Der Weg vom Gefängnis zum großen Marktplatz kam Livianus wie ein Traum vor – ein schrecklicher Traum. Er konnte Anfangs nicht abwiegen, ob all das hier wirklich Real war, oder nur seinem teilweise verwirrten und angeschlagenen Geist entstammte. Es wäre nicht das erste Mal, dass er Bilder von Menschen und Orten sah, die sich letzten Endes nur als Trugbilder herausstellten. Da sie das helle Licht nach der langen Dunkelheit in seiner Zelle nicht mehr gewohnt waren, hielt er seine Augen die meisten Zeit über geschlossen und hörte nur die Rufe und Beschimpfungen der Menschen, die an ihm Schemenhaft vorbeizogen.

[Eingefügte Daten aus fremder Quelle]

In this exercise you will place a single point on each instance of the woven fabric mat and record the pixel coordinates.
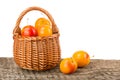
(96, 70)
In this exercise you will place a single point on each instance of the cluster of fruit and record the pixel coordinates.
(70, 65)
(42, 28)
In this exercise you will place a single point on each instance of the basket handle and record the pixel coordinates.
(17, 29)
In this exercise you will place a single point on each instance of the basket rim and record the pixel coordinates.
(17, 28)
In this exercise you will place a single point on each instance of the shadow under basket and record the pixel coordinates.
(36, 53)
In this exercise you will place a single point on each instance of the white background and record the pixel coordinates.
(90, 25)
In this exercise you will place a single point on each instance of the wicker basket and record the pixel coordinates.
(36, 53)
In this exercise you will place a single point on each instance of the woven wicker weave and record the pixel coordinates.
(36, 53)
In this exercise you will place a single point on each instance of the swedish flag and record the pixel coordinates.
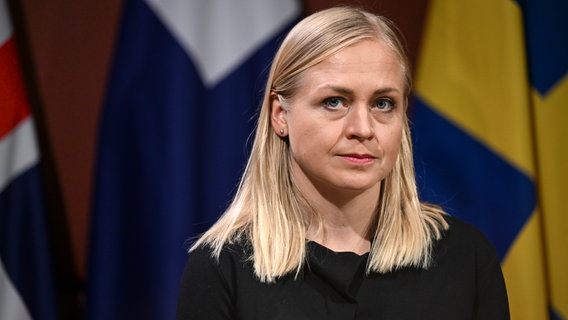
(491, 102)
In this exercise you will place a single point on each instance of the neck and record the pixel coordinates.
(346, 221)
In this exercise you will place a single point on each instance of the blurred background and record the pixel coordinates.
(142, 140)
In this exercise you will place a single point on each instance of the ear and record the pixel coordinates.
(278, 116)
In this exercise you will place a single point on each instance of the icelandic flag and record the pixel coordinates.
(186, 82)
(489, 130)
(26, 279)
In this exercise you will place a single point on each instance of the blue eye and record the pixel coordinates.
(384, 104)
(333, 102)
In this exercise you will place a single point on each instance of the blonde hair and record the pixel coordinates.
(270, 212)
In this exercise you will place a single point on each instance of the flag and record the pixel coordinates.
(488, 124)
(26, 279)
(186, 82)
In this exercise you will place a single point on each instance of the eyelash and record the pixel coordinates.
(327, 101)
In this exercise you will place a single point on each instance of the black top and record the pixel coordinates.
(465, 282)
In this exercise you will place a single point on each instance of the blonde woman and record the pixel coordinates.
(326, 222)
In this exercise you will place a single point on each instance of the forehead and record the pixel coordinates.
(371, 62)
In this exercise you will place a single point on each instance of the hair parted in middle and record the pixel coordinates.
(270, 213)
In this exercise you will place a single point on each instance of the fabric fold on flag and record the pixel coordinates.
(180, 105)
(491, 93)
(26, 278)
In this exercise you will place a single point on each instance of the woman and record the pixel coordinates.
(326, 223)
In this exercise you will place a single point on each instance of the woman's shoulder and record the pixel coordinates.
(463, 237)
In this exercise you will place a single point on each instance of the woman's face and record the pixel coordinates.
(345, 123)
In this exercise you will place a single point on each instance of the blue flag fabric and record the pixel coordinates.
(489, 128)
(27, 289)
(186, 82)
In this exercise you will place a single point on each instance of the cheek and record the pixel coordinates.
(392, 142)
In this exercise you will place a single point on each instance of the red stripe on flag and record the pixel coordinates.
(13, 100)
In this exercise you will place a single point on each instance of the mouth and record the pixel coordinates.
(356, 158)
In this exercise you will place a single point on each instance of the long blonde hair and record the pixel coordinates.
(270, 212)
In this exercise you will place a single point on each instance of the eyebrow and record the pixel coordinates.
(347, 91)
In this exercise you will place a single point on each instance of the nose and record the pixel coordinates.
(359, 122)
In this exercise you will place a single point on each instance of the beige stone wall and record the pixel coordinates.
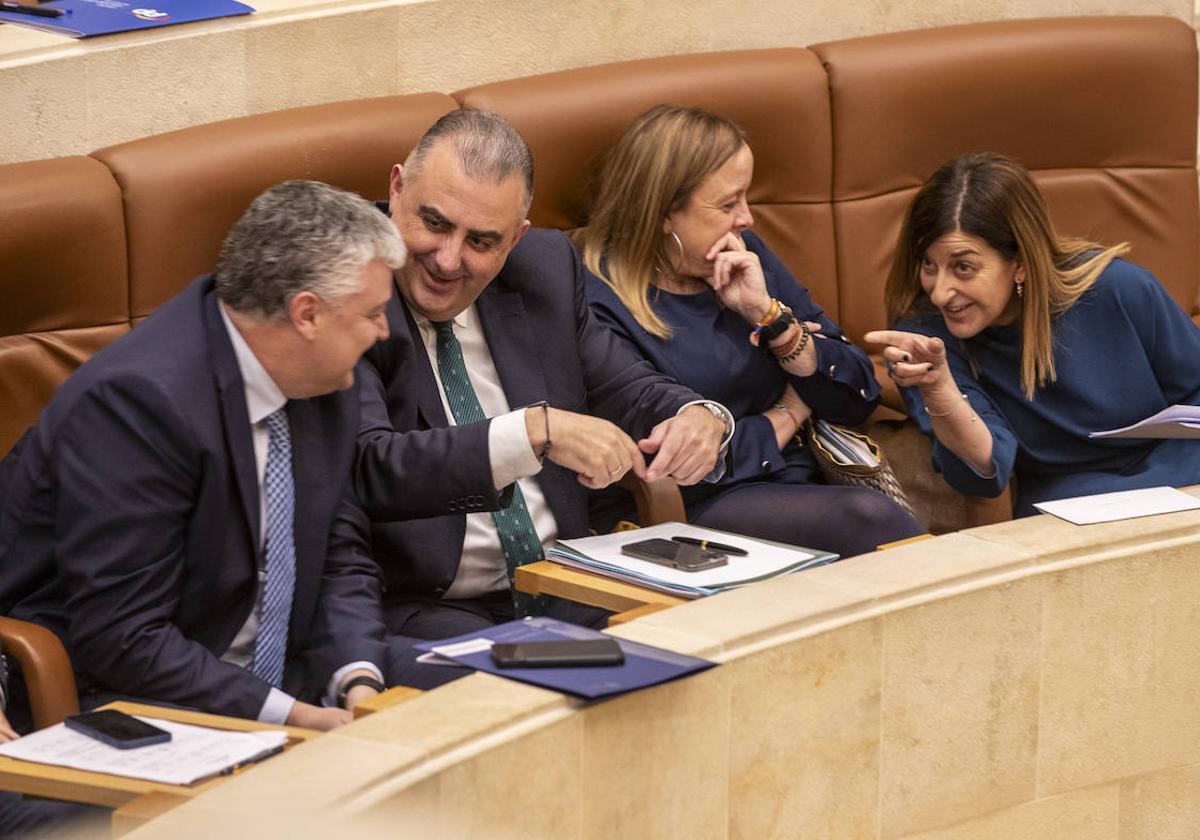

Erst als der Karren auf dem er transportiert wurde zum Stillstand kam und der römische Senator von einigen Wachen gepackt und aus dem Käfig gezerrt wurde, klarte sein Blick und sein Verstand etwas auf. Er versuchte langsam die Augen zu öffnen, kniff sie jedoch sofort wieder schmerzverzerrt zusammen, als ihm eine der Wachen ziemlich unsanft in sein Kniegelenk stieg und ihm damit zu Boden brachte. Langsam rappelte er sich wieder hoch und blieb auf seinen Knien.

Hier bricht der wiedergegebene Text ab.